Martes, 18 de julio de 1944, Legación Alemana, Lapa, Lisboa.
El hombre del traje oscuro estaba sentado con las manos juntas y encajadas entre las rodillas. Estaba tenso, y el encorvamiento natural que le había acarreado su profesión le hacía parecer a punto de recibir una tunda en la espalda. Tenía el sombrero delante, encima de la mesa. Un sombrero de fieltro negro. El peso de las bolsas que le pendían de los ojos le alargaba la cara larga, le entristecía la tristeza.
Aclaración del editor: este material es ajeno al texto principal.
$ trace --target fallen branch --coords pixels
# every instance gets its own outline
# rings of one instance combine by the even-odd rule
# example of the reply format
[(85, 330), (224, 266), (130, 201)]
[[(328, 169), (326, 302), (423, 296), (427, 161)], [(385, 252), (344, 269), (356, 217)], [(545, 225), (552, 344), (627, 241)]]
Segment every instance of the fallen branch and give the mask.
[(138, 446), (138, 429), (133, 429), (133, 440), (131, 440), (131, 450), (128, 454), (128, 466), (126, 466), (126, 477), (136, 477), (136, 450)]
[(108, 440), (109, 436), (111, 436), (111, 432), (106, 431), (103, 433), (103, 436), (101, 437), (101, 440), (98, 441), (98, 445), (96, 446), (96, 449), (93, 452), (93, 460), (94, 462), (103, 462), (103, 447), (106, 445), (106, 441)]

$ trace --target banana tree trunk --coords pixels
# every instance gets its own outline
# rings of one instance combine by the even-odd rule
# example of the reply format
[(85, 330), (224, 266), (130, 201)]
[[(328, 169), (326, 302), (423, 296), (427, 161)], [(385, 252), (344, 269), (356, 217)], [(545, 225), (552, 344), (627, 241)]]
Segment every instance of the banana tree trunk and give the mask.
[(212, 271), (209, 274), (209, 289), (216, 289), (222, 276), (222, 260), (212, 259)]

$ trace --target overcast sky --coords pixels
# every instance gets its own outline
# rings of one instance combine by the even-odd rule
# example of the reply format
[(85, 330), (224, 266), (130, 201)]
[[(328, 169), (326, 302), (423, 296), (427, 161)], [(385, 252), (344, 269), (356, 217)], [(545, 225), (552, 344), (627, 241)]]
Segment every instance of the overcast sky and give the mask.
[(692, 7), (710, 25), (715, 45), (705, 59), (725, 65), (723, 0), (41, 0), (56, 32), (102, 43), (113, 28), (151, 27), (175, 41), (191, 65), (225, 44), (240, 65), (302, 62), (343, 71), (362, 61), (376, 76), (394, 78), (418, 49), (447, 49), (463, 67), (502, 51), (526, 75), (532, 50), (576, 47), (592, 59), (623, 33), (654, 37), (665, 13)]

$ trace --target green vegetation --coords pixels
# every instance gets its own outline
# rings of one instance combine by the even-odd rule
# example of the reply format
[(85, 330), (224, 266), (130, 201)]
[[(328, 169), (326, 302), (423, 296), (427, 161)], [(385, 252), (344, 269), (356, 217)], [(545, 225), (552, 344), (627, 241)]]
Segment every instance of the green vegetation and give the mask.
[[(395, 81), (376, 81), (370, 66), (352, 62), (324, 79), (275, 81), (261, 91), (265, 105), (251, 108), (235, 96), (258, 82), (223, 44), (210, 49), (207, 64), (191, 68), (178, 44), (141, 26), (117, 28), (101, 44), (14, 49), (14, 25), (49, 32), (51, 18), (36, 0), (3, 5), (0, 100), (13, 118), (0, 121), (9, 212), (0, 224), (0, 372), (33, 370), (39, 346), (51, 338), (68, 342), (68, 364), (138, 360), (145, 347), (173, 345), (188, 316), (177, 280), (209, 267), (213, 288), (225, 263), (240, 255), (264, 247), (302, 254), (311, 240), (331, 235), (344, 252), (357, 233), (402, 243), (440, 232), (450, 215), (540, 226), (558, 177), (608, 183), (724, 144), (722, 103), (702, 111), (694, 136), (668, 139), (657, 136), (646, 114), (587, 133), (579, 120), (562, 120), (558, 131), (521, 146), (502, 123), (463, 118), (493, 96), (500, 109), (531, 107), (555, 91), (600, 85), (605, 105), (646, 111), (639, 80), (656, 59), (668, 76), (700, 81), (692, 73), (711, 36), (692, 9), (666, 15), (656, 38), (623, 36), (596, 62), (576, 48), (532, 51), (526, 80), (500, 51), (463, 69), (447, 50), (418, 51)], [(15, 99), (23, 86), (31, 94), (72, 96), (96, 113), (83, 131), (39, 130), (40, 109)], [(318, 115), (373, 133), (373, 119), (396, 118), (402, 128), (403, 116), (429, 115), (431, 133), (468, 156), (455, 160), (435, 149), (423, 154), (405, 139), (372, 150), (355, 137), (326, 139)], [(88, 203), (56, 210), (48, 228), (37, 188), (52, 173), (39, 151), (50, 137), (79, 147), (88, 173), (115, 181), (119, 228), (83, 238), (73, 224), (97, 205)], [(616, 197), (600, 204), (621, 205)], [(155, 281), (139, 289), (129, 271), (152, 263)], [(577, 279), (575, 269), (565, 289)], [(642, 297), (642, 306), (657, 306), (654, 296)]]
– ¿No has podido encontrar otro? -preguntó Voss, mientras lo miraba por el panel de cristal de la puerta-. ¿En todas esas joyerías del Rossio? Seguro que había alguien de por aquí.
Hein, uno de los subordinados de Voss, no dijo nada y dejó que fuera su mano la que hablara. Eran todos unos charlatanes.
– ¿Dónde lo has encontrado?
– En la Comisión de Refugiados Judíos.
– ¿Se presentó voluntario?
– Kempf le dijo que encontraría a su familia.
– ¿Y lo hizo?
Hein le dedicó a Voss una mirada oblicua y se encogió de hombros. -Bueno, al menos no hablará, eso seguro -dijo Voss-. ¿De dónde es?
– De Amberes. Trabajó mucho con mercancía del Congo Belga.
– No dejes que Wolters se le acerque.
– Eso le corresponde más bien a usted, ¿no, señor?
– ¿Cómo se llama?
– Hirschfeld. Esto… Samuel Hirschfeld -dijo Hein, adoptando un tono taciturno.
Voss entró, le dio la mano al joyero y le dijo que preparase su instrumental. El hombre, sin decir palabra, abrió un estuche de madera y sacó balanza, pesas, pinzas, lupa y un cuadrado de ajado terciopelo negro.